日産ブースの向かいにはルノーが出展していたが、その内容と規模はとても自動車メーカーのものとは思えないほどささやかで、内容も市販車を並べただけのシンプルなものだった。

経営陣が新体制になっても、その周囲の役員の間にはさまざまな思惑がうごめいているという情報もある。だが日本とフランスの国策企業というプライドが、足を引っ張りあっていくなら、良いクルマやサービスも生まれない。

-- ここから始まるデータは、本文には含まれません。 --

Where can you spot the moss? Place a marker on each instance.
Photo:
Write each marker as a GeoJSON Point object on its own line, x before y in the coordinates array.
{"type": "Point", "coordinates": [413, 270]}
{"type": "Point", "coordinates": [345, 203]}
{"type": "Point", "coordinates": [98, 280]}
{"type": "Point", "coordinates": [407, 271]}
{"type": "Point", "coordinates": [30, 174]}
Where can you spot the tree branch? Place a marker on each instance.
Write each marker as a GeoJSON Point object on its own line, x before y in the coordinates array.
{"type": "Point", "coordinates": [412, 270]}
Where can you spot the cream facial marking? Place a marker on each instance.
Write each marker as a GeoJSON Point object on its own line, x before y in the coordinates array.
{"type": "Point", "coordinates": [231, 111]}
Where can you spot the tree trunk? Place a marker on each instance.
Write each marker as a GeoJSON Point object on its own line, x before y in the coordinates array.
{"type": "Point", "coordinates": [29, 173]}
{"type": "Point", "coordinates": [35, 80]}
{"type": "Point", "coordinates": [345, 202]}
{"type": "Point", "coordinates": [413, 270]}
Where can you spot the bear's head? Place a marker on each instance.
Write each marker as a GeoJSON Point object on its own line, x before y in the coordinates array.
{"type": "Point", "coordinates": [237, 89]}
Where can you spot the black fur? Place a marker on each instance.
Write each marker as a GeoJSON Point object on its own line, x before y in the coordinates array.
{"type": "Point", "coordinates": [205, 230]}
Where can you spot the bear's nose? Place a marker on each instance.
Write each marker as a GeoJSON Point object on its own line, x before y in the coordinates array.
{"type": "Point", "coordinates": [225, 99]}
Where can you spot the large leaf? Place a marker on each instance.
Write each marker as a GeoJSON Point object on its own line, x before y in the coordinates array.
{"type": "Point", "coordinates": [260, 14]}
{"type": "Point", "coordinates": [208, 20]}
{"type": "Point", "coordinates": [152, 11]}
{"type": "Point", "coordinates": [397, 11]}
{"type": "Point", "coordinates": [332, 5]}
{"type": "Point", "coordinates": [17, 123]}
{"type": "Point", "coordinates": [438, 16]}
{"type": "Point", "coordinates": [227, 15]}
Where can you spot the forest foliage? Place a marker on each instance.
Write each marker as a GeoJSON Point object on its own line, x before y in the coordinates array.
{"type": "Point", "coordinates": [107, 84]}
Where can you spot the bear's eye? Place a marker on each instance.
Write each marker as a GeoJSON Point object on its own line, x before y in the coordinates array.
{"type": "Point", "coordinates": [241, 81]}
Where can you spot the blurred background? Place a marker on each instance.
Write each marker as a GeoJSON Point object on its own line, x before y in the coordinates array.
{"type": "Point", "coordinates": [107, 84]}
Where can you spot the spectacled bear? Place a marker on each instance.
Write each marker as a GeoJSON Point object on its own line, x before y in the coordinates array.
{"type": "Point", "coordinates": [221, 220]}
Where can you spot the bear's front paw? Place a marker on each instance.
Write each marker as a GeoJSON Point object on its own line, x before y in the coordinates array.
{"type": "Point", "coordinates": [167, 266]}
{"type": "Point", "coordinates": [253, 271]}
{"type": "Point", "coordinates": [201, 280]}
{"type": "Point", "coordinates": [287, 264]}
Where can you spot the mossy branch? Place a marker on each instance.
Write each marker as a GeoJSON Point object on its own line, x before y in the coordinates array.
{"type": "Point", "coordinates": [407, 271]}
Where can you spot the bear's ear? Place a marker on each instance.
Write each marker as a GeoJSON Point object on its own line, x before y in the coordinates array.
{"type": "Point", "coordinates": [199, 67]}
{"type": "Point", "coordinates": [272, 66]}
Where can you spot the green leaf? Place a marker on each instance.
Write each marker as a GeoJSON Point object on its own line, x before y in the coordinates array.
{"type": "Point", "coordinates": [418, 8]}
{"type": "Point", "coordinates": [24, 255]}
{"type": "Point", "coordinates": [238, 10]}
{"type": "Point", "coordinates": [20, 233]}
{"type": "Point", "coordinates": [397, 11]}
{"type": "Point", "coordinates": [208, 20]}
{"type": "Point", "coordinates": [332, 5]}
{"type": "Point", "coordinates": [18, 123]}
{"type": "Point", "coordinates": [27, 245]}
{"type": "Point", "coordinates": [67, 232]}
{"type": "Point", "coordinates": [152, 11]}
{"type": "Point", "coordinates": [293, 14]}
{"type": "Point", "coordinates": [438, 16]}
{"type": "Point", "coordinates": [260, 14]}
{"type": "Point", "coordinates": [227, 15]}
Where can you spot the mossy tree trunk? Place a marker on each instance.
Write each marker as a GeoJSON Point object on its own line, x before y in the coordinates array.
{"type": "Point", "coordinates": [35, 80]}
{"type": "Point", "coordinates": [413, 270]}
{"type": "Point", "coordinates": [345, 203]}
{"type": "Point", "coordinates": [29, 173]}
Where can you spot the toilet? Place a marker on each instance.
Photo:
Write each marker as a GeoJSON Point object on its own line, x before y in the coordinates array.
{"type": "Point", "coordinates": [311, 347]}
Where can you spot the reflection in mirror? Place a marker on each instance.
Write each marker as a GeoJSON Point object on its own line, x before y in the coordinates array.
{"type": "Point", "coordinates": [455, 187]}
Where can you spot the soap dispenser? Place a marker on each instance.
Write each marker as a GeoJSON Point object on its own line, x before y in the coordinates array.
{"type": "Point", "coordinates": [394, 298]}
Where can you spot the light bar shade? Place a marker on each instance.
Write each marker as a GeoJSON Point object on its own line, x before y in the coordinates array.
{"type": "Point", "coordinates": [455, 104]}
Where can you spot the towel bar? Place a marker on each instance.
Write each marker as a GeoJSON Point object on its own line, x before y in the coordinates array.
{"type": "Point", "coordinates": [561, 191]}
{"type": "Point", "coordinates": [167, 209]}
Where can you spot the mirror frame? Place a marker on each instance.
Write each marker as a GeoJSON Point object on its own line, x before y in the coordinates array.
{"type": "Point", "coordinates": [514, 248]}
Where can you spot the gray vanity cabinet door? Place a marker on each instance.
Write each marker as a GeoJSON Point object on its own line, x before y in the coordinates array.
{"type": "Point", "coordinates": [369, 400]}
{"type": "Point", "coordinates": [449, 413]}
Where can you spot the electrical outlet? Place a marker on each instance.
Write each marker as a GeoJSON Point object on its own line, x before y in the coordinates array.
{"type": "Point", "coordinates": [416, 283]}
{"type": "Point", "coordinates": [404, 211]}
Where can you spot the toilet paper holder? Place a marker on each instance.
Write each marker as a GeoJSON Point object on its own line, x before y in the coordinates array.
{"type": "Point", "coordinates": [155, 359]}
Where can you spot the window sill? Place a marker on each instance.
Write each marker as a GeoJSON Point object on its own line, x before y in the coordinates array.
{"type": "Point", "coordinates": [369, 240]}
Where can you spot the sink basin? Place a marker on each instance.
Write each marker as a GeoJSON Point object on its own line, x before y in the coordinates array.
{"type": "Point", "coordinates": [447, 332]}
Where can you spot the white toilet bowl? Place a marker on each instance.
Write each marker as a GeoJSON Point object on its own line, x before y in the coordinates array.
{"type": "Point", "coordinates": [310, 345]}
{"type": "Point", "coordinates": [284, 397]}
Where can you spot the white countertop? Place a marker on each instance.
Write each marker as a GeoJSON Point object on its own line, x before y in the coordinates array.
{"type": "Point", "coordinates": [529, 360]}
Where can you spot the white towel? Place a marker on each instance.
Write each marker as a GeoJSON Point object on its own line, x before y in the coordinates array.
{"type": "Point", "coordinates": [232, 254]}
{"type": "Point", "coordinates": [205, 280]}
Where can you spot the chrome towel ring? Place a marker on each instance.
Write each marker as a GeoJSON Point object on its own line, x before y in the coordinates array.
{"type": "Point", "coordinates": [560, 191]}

日産とルノー、三菱自動車の3社だけのアライアンス(実際にはルノー傘下のダシア、ルノーサムスンもある)だけでは、これからの熾烈(しれつ)な生き残り競争で勝ち残るのは難しい。いっそ以前破談となったFCAあたりと合体したら、と思ったのだが、この原稿を書いている途中でFCAとPSAの合併話が発表された。カルソニックカンセイによるマニエッティマレッリの買収は、ルノー日産とFCA合併の布石かと思っていたのだが、グローバル企業のM&Aはそんなに単純なものではなさそうだ。